他肋骨的断处开始愈合,腿上的化脓也被她不知从哪里学来的、带着草木清香的草药压制下去。
起初,只有沉默和警惕。
赵铁锤像一头被困的受伤野兽,即便虚弱不堪,眼神也始终带着审视。
小野寺樱并不在意,只是日复一日地前来,默默地换药,留下食物和水,有时会坐在不远处,就着从破败窗棂透进的微光,安静地素描,画那斑驳的神像,画窗外四季常青的松柏。
偶尔,她会尝试用生硬的汉语,夹杂着简单的日语词汇和手势,与他交谈。
她告诉他,她的父亲曾是研究汉诗的学者,从小便给她讲“桃之夭夭,灼灼其华”,讲“所谓伊人,在水一方”。她说她讨厌学校里那些充斥着“圣战”、“八纮一宇”的训导,那些口号让她感到窒息。

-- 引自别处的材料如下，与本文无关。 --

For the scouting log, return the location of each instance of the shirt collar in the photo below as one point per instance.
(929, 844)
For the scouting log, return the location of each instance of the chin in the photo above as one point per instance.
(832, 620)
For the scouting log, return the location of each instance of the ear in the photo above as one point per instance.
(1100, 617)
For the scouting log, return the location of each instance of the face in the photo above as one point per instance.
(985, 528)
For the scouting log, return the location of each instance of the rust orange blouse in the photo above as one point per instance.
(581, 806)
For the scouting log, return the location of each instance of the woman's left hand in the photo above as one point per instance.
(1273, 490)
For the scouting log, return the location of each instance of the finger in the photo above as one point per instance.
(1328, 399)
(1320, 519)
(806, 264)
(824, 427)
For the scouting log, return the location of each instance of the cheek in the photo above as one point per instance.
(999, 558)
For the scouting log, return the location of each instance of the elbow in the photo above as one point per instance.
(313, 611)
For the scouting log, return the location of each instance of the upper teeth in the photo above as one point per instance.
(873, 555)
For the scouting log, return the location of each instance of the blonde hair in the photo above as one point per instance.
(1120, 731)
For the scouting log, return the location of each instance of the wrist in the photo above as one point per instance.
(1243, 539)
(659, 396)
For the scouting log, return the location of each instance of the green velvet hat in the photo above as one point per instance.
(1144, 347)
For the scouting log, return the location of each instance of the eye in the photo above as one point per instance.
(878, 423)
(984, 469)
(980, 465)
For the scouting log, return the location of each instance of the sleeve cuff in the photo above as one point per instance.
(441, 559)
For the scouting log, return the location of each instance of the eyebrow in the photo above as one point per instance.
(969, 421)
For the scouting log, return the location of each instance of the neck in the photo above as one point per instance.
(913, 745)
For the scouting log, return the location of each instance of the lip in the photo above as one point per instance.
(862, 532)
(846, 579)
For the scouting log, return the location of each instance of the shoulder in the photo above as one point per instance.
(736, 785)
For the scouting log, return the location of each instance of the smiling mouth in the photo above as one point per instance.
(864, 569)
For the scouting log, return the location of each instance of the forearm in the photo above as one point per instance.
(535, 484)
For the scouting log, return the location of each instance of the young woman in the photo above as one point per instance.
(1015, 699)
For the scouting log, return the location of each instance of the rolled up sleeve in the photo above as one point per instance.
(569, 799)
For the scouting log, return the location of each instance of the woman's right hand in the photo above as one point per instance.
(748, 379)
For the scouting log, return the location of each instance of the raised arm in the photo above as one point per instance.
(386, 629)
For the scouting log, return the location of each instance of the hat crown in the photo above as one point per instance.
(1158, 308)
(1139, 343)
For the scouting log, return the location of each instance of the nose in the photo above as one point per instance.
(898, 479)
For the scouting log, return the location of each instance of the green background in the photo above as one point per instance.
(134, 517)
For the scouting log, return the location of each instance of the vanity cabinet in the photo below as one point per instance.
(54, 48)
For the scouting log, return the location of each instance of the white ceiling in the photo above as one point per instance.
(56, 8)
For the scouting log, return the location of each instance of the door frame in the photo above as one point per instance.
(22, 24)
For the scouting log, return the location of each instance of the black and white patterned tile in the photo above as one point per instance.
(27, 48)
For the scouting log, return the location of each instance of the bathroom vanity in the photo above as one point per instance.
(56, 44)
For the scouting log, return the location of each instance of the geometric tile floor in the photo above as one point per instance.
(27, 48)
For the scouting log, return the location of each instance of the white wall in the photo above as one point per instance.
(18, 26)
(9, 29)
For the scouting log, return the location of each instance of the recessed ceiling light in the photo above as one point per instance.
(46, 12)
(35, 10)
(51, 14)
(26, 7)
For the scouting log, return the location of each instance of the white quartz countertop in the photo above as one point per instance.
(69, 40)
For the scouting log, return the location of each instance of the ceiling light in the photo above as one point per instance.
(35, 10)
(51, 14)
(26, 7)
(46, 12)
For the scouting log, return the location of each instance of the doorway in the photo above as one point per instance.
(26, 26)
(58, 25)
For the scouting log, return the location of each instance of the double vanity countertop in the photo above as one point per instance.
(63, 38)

她更喜欢父亲书房里那些泛黄线装书描绘的世界,那个有李白纵酒、苏轼泛舟的,辽阔而诗意的中国。
赵铁锤大多时候只是听着,不置可否。
他粗糙的世界里,原本只有白山黑水、枪林弹雨和兄弟义气,从未接触过这般纤细的情感和遥远的诗意。
但不知为何,听着她磕磕绊绊却充满向往的讲述,他心中那堵用仇恨筑起的高墙,似乎悄然松动了一丝缝隙。

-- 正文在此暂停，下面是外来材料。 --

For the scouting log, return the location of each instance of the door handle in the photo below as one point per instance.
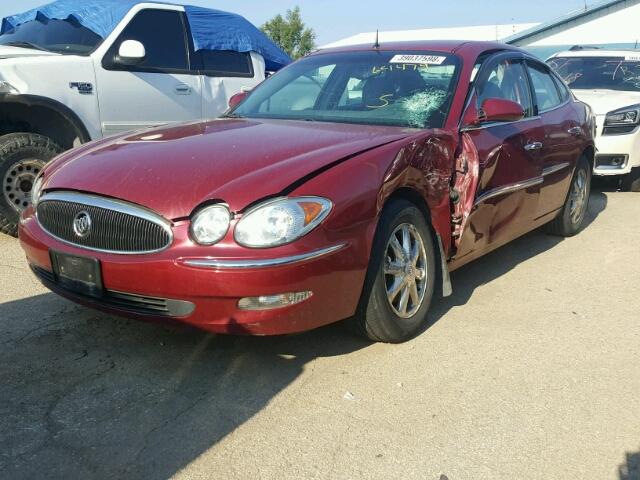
(183, 89)
(533, 146)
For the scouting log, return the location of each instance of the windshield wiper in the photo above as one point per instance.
(33, 46)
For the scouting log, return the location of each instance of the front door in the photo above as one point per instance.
(503, 162)
(161, 89)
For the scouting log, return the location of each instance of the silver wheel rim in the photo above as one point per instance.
(405, 270)
(578, 197)
(18, 181)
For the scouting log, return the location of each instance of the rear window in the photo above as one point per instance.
(226, 63)
(607, 73)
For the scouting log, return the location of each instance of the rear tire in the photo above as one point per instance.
(631, 181)
(401, 277)
(571, 217)
(22, 156)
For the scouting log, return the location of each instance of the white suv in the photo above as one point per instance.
(609, 81)
(62, 84)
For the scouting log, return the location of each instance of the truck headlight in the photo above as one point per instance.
(210, 224)
(281, 221)
(622, 117)
(6, 87)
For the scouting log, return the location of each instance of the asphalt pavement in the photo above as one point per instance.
(530, 371)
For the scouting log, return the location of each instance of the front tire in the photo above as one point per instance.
(631, 181)
(22, 156)
(571, 217)
(401, 277)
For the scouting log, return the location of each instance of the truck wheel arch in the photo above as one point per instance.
(42, 115)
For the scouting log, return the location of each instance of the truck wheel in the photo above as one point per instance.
(571, 216)
(22, 156)
(631, 181)
(401, 278)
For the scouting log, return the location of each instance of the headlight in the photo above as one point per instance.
(281, 221)
(6, 87)
(36, 190)
(210, 224)
(622, 117)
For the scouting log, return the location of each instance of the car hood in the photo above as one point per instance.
(605, 101)
(238, 161)
(14, 52)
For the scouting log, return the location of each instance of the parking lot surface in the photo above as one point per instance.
(531, 370)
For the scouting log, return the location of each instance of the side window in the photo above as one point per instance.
(547, 95)
(226, 63)
(162, 33)
(565, 94)
(507, 80)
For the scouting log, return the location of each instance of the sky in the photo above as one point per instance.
(337, 19)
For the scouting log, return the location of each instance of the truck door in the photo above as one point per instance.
(160, 89)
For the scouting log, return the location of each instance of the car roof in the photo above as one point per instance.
(598, 53)
(444, 46)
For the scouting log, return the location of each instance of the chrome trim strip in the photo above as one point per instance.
(510, 188)
(555, 168)
(484, 126)
(447, 289)
(259, 263)
(107, 204)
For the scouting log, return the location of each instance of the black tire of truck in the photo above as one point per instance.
(22, 156)
(631, 181)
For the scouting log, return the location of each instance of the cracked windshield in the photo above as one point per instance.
(377, 88)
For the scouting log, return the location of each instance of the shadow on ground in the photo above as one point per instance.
(86, 395)
(631, 468)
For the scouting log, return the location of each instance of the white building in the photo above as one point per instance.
(609, 24)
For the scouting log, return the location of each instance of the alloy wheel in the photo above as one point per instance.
(405, 270)
(18, 182)
(578, 197)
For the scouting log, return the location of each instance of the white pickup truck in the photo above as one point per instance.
(72, 72)
(609, 81)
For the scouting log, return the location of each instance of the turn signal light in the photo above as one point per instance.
(269, 302)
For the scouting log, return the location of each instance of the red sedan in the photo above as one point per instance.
(346, 186)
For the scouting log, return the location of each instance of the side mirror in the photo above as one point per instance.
(500, 110)
(131, 52)
(237, 99)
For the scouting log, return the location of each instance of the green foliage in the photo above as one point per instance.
(291, 34)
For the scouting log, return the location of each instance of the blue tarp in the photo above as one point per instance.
(211, 29)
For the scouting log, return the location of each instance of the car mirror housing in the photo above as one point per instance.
(492, 110)
(500, 110)
(131, 52)
(237, 99)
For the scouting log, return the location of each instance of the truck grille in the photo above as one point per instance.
(103, 224)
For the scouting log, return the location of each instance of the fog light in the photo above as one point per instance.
(268, 302)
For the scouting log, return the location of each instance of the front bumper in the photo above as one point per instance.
(204, 292)
(625, 145)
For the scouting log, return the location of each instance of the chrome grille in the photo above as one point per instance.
(115, 226)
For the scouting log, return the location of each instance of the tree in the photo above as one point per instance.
(291, 34)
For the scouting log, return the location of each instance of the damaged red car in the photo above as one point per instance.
(346, 186)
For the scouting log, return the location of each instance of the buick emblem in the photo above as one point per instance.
(82, 224)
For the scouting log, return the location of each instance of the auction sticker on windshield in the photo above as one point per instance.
(419, 59)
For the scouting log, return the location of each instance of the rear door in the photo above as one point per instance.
(162, 89)
(563, 136)
(505, 160)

他开始注意到,她低头换药时,脖颈纤细白皙的弧度;注意到她因为找到一个能准确表达意思的汉语词汇时,眼中闪烁的雀跃光芒。
一次,他因伤口剧痛在梦中无意识地呻吟,惊醒时,发现她就守在旁边,用浸湿的布巾轻轻擦拭他额头的冷汗。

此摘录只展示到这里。